Africa is a continent that includes many colors, cultures and nations, including South Africa and Egypt. For people from the American black heritage, this distinction is very important. The American Black culture was fomented by slaveowners who stripped from their slaves the heritage they brought to America. As a result, the culture of the American Negro was established in America and stands as unique alongside that of the Native American.

Black people born in America are Americans, not Africans. The American black has become so assimilated genetically that it is very difficult to find native-born second-generation families without a European ancestral branch in their family tree.

The U.S. identity presented throughout the world as American is interwoven with the contributions of Black Americans as well. That which is American has not been separated into strands of black or white in other nations. From the perspective of others in the world, their concept of an American is that of a common nationality. It is therefore vital to Black Americans to claim their full share of the American heritage.

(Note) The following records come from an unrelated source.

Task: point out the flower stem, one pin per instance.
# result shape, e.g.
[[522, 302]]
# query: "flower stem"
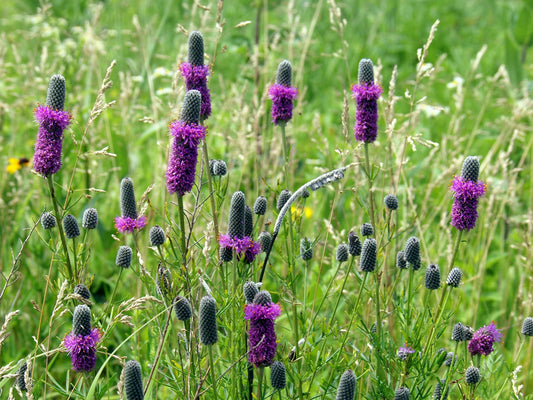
[[60, 226]]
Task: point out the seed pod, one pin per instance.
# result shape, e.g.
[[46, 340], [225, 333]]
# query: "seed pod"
[[71, 227]]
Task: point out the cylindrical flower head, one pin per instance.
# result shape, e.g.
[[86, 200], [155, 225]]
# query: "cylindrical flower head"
[[366, 94], [354, 244], [342, 253], [284, 196], [366, 71], [284, 73], [182, 308], [432, 278], [133, 386], [472, 376], [260, 205], [81, 320], [265, 240], [128, 205], [367, 229], [527, 327], [248, 221], [402, 393], [124, 255], [236, 215], [391, 202], [454, 277], [470, 170], [278, 379], [207, 324], [346, 389], [412, 252], [250, 290], [192, 103], [48, 221], [195, 55], [156, 235], [306, 249], [369, 255], [83, 291], [71, 227], [401, 262], [90, 218]]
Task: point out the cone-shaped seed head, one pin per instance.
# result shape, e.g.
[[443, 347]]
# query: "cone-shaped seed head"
[[236, 215], [278, 379], [527, 327], [207, 324], [128, 206], [81, 320], [55, 96], [248, 221], [282, 199], [402, 393], [454, 277], [470, 171], [83, 291], [182, 308], [90, 218], [472, 376], [250, 290], [391, 202], [366, 71], [48, 221], [342, 253], [263, 297], [156, 235], [192, 103], [284, 74], [71, 227], [369, 255], [260, 205], [306, 249], [133, 386], [196, 48], [432, 279], [354, 244], [124, 255], [346, 390]]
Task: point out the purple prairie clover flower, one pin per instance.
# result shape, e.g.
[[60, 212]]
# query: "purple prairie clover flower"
[[49, 144], [366, 117], [196, 78], [466, 197], [261, 336], [483, 340]]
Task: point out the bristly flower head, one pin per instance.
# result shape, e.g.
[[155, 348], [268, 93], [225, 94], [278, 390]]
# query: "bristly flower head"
[[262, 336], [129, 219], [195, 72], [366, 94], [467, 191], [282, 94], [81, 342], [183, 156], [52, 122], [483, 340]]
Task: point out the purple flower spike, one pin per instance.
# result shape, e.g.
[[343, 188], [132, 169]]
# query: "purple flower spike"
[[261, 336], [196, 78], [466, 197], [366, 117], [282, 98], [82, 350], [483, 340], [47, 158]]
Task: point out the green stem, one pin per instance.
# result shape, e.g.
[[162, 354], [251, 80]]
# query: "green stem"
[[60, 226]]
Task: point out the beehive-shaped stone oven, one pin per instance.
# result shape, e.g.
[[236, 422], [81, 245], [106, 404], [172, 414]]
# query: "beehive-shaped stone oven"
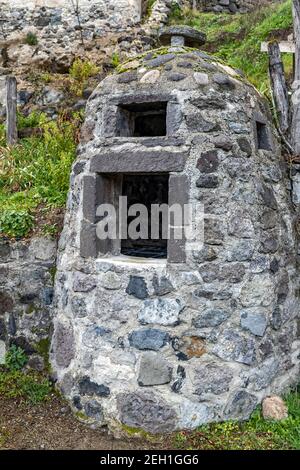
[[171, 334]]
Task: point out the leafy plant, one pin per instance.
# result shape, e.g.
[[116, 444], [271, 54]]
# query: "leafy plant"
[[115, 60], [80, 72], [31, 39], [236, 38], [254, 434], [16, 222], [32, 387], [34, 175], [15, 358]]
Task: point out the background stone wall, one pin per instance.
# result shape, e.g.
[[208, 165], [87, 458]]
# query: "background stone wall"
[[27, 273], [164, 346]]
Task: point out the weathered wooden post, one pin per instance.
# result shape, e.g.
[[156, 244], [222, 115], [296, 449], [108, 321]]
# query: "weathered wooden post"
[[295, 126], [11, 111], [279, 86]]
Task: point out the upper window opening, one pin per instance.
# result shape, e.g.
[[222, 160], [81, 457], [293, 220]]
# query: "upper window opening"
[[263, 140], [143, 119]]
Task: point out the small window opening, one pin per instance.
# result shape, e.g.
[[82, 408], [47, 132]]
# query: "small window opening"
[[143, 119], [263, 141], [146, 190]]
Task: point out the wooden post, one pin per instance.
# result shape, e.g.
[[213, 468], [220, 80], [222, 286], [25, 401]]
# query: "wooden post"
[[11, 111], [279, 86], [295, 127]]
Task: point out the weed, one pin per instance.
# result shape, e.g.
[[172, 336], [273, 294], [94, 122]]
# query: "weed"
[[15, 358], [31, 39]]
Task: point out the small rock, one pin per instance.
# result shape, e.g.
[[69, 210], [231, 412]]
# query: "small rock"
[[154, 370], [274, 408], [150, 77], [201, 78]]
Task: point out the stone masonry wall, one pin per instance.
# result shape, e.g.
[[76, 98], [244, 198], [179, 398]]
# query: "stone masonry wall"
[[26, 290], [232, 6], [175, 344]]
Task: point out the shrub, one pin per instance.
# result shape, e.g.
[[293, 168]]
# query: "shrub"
[[15, 358], [32, 387], [80, 72], [115, 60], [31, 39], [34, 175]]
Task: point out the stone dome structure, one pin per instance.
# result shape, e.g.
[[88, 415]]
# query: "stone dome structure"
[[174, 334]]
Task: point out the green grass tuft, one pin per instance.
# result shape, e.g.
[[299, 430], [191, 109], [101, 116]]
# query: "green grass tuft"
[[255, 434], [31, 387], [236, 38]]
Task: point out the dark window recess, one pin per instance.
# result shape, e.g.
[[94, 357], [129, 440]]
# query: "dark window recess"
[[147, 190], [143, 119], [262, 134]]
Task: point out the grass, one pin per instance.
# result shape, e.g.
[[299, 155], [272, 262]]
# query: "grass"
[[34, 175], [255, 434], [32, 387], [236, 38]]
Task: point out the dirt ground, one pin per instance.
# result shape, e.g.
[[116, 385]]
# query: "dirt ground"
[[52, 426]]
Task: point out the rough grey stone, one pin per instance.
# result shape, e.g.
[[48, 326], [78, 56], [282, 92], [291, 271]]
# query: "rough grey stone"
[[233, 273], [241, 227], [209, 272], [245, 146], [83, 283], [160, 60], [192, 37], [267, 196], [232, 346], [197, 123], [223, 142], [111, 281], [162, 285], [93, 409], [2, 352], [241, 405], [160, 311], [87, 387], [263, 376], [148, 339], [93, 336], [153, 370], [147, 162], [254, 321], [207, 181], [6, 303], [127, 77], [145, 410], [79, 306], [137, 287], [210, 317], [269, 241], [176, 76], [223, 81], [3, 332], [212, 378], [241, 250], [201, 78]]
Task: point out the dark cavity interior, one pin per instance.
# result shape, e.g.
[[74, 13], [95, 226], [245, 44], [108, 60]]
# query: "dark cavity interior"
[[143, 119], [146, 190], [263, 142]]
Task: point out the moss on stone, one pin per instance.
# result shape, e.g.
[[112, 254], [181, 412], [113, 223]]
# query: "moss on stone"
[[42, 347]]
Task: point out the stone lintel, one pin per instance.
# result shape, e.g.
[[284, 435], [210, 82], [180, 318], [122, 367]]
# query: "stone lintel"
[[160, 161]]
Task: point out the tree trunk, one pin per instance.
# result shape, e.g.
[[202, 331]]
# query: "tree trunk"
[[295, 127], [11, 111], [279, 86]]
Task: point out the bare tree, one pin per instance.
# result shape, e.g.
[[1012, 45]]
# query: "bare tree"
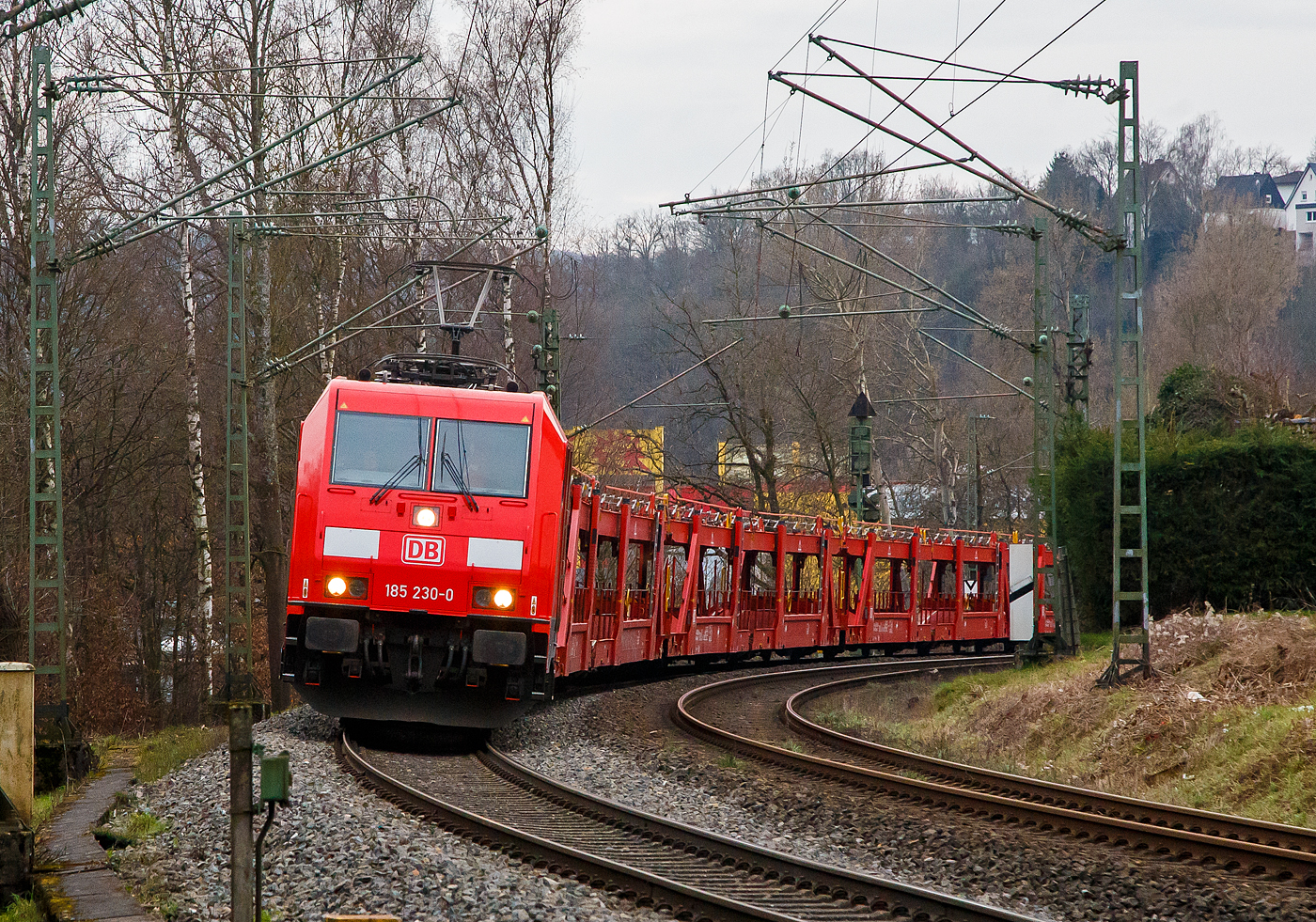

We must continue to exercise our right to vote and utilize other channels fought for through the struggles of those who preceded us. If you believe, as do I, that as a Black American you are entitled to the rights, privileges and responsibilities of citizenship in the United States, then help to ensure such entitlement by proudly wearing the mantle of being a Black American.

The U.S. 1990 Census of Population and Housing reports the preference for racial or ethnic terminology by the group of people the term is meant to represent: 44% preferred Black American; 28% preferred African American.